[Corpora-List] New from LDC

Linguistic Data Consortium ldc at ldc.upenn.edu
Thu Oct 25 19:29:03 UTC 2012


*-  Fall 2012 LDC Data Scholarship Recipients  -* <#scholar>

*-  Language Resource Wiki  -* <#wiki>

/New publications:/

*-  GALE Chinese-English Word Alignment and Tagging Training Part 2 -- 
Newswire  -* <#gale1>

*-  GALE Phase 2 Arabic Broadcast News Parallel Text  -* <#gale2>

------------------------------------------------------------------------

*Fall 2012 LDC Data Scholarship Recipients*

LDC is pleased to announce the student recipients of the Fall 2012 LDC 
Data Scholarship program!  This program provides university and college 
students with access to LDC data at no-cost. Students were asked to 
complete an application which consisted of a proposal describing their 
intended use of the data, as well as a letter of support from their 
thesis adviser. We received many solid applications and have chosen six 
proposals to support.   The following students received no-cost copies 
of LDC data:

    Jaffar Atwan - National University of Malaysia (Malaysia), Phd 
    candidate, Information Science and Technology.  Jaffar has been
    awarded a copy of Arabic Newswire Part 1 (LDC2001T55) for his work
    in information retrieval.

    Sarath Chandar - Indian Institute of Technology, Madras (India), MS
    candidate, Computer Science and Engineering.
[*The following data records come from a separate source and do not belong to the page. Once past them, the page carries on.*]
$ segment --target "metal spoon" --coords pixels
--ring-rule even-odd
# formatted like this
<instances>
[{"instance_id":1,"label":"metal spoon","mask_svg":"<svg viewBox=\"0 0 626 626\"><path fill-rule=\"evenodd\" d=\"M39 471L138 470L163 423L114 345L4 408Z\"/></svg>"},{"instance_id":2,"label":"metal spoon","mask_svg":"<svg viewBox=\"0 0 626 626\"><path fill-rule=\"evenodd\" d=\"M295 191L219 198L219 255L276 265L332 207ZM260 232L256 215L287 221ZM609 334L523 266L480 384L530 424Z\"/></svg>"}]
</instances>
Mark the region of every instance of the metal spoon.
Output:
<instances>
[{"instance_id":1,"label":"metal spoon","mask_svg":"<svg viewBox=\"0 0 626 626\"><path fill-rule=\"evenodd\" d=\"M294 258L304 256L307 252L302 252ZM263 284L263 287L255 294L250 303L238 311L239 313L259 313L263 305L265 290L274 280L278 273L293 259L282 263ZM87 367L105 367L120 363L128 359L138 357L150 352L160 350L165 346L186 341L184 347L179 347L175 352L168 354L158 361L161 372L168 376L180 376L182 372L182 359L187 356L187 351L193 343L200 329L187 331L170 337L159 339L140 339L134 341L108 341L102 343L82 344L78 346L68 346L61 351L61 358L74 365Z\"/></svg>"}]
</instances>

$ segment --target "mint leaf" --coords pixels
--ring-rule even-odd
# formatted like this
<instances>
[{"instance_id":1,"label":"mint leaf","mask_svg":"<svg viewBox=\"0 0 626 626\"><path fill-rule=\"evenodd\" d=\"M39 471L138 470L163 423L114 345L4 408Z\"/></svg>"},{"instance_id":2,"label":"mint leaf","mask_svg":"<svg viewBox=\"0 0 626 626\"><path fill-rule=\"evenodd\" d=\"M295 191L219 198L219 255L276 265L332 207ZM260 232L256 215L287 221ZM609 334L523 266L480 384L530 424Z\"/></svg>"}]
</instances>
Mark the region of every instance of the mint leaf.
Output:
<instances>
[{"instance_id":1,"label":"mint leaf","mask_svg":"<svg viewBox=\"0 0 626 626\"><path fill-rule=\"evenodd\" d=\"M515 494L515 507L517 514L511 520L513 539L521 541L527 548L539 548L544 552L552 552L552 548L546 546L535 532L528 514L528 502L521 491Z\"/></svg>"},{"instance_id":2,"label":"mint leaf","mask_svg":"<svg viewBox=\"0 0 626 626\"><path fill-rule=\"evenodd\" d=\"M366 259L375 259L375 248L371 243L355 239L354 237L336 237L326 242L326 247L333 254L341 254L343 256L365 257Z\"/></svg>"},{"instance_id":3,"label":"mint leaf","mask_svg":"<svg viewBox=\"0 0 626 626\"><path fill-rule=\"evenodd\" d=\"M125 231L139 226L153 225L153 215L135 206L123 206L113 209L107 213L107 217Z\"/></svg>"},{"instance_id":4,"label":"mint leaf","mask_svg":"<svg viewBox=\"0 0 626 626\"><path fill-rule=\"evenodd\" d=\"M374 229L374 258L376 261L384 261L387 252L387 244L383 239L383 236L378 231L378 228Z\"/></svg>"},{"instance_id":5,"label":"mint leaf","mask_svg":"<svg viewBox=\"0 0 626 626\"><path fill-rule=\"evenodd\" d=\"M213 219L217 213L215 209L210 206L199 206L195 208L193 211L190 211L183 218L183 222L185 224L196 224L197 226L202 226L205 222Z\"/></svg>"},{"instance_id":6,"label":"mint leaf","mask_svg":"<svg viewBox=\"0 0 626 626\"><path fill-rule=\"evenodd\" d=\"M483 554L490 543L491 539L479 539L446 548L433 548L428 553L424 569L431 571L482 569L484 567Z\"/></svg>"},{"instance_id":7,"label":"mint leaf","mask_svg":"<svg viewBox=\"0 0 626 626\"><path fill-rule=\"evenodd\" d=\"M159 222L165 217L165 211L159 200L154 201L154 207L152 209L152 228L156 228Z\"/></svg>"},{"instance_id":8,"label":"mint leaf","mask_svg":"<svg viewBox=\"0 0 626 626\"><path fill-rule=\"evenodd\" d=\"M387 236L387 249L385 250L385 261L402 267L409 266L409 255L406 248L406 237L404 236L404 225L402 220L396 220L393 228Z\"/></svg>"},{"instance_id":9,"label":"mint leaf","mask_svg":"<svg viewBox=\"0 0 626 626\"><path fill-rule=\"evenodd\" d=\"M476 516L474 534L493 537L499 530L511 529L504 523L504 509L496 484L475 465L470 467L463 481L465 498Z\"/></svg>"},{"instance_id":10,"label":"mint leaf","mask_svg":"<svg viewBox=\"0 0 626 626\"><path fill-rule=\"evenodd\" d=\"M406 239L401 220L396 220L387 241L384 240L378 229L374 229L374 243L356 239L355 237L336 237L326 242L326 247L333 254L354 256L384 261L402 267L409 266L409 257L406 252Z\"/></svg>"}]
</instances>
Sarath has been awarded
    a copy of Treebank-3 (LDC99T42) for his work in grammar induction.

    Kuruvachan K. George - Amrita Vishwa Vidyapeetham (India), Phd
    Candidate, Electrical and Computer Engineering.  Kuruvachan has been
    awarded a copy of Fisher English Part 2 (LDC2005S13/T19) and2008NIST
    Speaker Recognition Evaluationdata (LDC2011S05/07/08/11) for his
    work in speaker recognition.

    Eduardo Motta - Pontifícia Universidade Católica do Rio de Janeiro
    (Brazil), Phd candidate, Information Sciences.  Eduardo has been
    awarded a copy of English Web Treebank (LDC2012T13) for his work in
    machine learning.

    Genevieve Sapijaszko - University of Central Florida (USA), Phd
    Candidate, Electrical and Computer Engineering.Genevieve has been
    awarded a copy TIMIT Acoustic-Phonetic Continuous Speech Corpus
    (LDC93S1) and YOHO Speaker Verification (LDC94S16) for her work in
    digital signal processing.

    John Steinberg - Temple University (USA), MS candidate, Electrical
    and Computer Engineering.  John has been awarded a copy of CALLHOME
    Mandarin Chinese Lexicon (LDC96L15) and CALLHOME Mandarin Chinese
    Transcripts (LDC96T16) for his work in speech recognition.


*Language Resource Wiki*

The Language Resource Wiki <http://lrwiki.ldc.upenn.edu/> catalogs data, 
software, descriptive grammars and other resources for a variety of 
languages but especially those with a paucity of generally available 
resources for research. LDC is actively seeking editors knowledgeable in 
these and other languages to develop and maintain the pages, which are 
readable by anyone but writable only by editors. The wiki currently has 
resource listings for: Bengali, Berber, Breton, Ewe, Greek (Ancient), 
Indonesian, Hindi, Latin, Panjabi, Pashto, Sorani (Central Kurdish), 
Russian, Tagalog, Tamil, and Urdu, and for the following Sign Languages: 
American, British, Catalan, Dutch, Flemish, German, Japanese, New 
Zealand, Polish, Spanish, and Swiss German.

*New publications*

(1) GALE Chinese-English Word Alignment and Tagging Training Part 2 -- 
Newswire 
<http://www.ldc.upenn.edu/Catalog/CatalogEntry.jsp?catalogId=LDC2012T18> 
was developed by LDC and contains 169,080 tokens of word aligned Chinese 
and English parallel text enriched with linguistic tags. This material 
was used as training data in the DARPA GALE 
<http://projects.ldc.upenn.edu/gale/index.html> (Global Autonomous 
Language Exploitation) program.

Some approaches to statistical machine translation include the 
incorporation of linguistic knowledge in word aligned text as a means to 
improve automatic word alignment and machine translation quality. This 
is accomplished with two annotation schemes: alignment and tagging. 
Alignment identifies minimum translation units and translation relations 
by using minimum-match and attachment annotation approaches. A set of 
word tags and alignment link tags are designed in the tagging scheme to 
describe these translation units and relations. Tagging adds contextual, 
syntactic and language-specific features to the alignment annotation.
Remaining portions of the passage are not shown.